Most people forget that all gardening was organic before the introduction of weed killers and pesticides. Simple remedies such as compost heaps and old manure were used to add nutrients to the soil and boost production. Weed killers weren’t necessary because you covered simply covered the garden with a thick blanket of organic, decomposable material such as grass clippings or leaves to prevent weeds from getting a foothold. However, as you learn how to start organic gardening you have to be careful about what you introduce into the garden to avoid contamination.

First Step: Choose Your Garden Area And Test Your Soil

You want to make sure that the soil is healthy before you start planting. There are tests for toxic levels of dangerous metals available for your soil. You also want to find out if there are is a sufficient amount of nutrient-rich material as you learn how to start organic gardening.

Most tests for contaminants measure high levels of metals in the soil. If you have an older home and choose to locate it near the house, you may have too much lead in the soil. If mining or manufacturing was done historically in your area with toxic materials, you should certainly do a soil test. Some people choose to omit this test if they don’t fall into any of these categories.

Vegetable gardens require a very rich soil and any area that hasn’t been worked in the past will likely have very low concentrations of essential elements such as phosphorus and potassium. Once you know the composition of your soil, you can start adding to it. Different crops require different soil composition so it’s important to note that one size does not fit all.

Second Step: Create A Garden Plan

The heart of learning how to start organic gardening is discovering what makes your plants flourish as the seasons pass. As you decide which vegetables or flowers you want to grow, investigate which plants they are ‘happiest’ growing near. Over time, the natural world has worked out schemes to protect itself and plants in close proximity can ward of predatory insects and other varmints. For example, the modest marigold, basil, and rosemary work together to protect your tomato plants.

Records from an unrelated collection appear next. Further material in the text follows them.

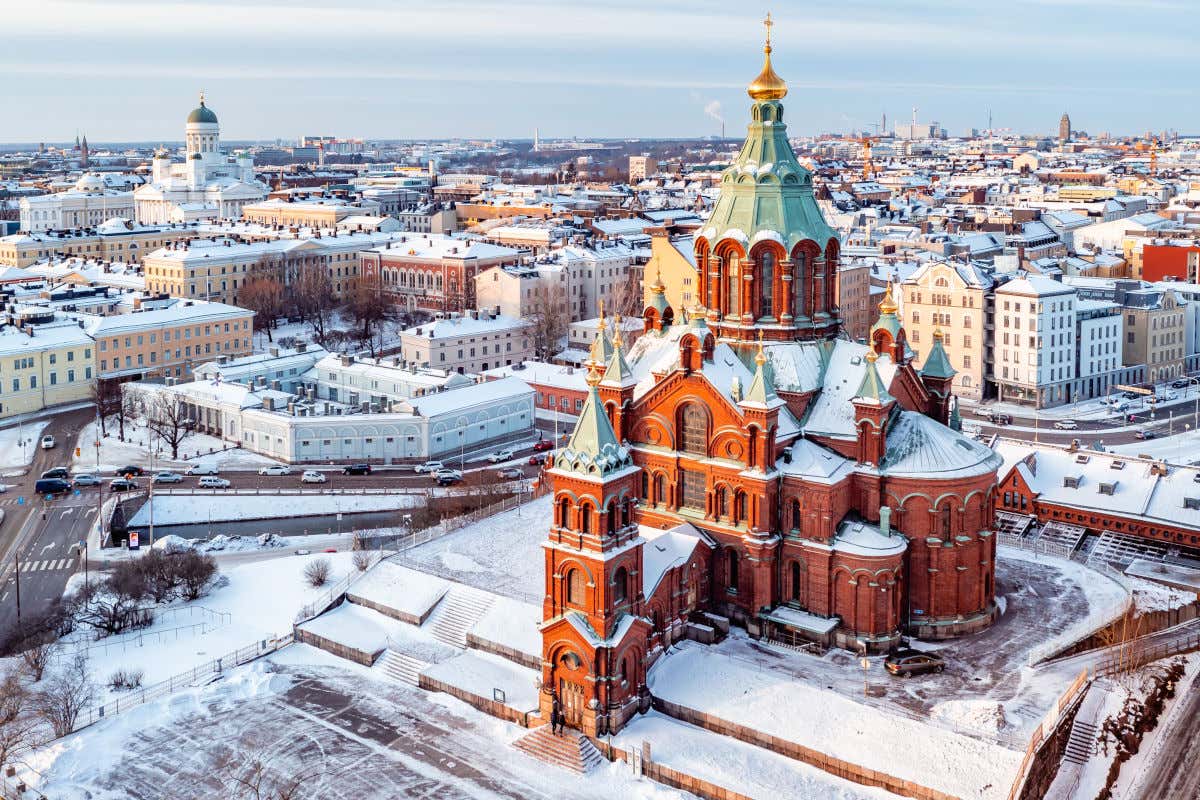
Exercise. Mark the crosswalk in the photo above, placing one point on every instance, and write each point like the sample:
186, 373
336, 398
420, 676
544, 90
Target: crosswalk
48, 565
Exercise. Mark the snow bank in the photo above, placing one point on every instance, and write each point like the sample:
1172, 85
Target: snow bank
779, 705
192, 509
735, 764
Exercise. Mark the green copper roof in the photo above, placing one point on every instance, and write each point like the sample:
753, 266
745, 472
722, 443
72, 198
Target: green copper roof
766, 192
937, 365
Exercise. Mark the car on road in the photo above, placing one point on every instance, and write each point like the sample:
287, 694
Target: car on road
447, 476
52, 486
501, 455
907, 662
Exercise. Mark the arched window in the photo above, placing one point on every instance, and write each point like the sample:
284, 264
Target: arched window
694, 429
767, 277
576, 587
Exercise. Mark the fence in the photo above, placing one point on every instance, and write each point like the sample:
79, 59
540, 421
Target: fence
142, 696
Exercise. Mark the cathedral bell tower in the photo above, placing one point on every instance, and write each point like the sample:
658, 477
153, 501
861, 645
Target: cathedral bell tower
767, 259
594, 631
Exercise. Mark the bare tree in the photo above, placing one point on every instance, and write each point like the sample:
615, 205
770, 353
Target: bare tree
67, 692
18, 723
168, 417
264, 296
107, 397
550, 316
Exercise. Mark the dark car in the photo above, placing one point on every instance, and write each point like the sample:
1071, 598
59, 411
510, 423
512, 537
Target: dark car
52, 486
913, 662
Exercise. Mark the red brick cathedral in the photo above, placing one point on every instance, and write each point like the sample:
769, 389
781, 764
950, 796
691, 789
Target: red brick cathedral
744, 463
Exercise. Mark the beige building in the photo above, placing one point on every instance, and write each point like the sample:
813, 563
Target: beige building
166, 338
952, 298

Make a simple plan for the first year and be prepared to learn. Try different combinations and regularly inspect your plants to see how healthy they are year after year as you try out new methods. It is very exciting when you are able to find combinations that work well together!

Third Step: Select Your Plants

Most organic gardeners love to grow heirloom plants. There are many, many different varieties that are tasty and delicious that have been developed in many gardens over many years. The seeds are not genetically modified in a science lab but carefully selected by gardeners who saved seeds.

Try a few different varieties of each type of plant if you can to find the ones that your family loves the most. Each year, you can spend your winters pouring over seed catalogs and imagining a new layout. You will find new ways to keep weeds out and protect your garden from pests without using dangerous chemicals.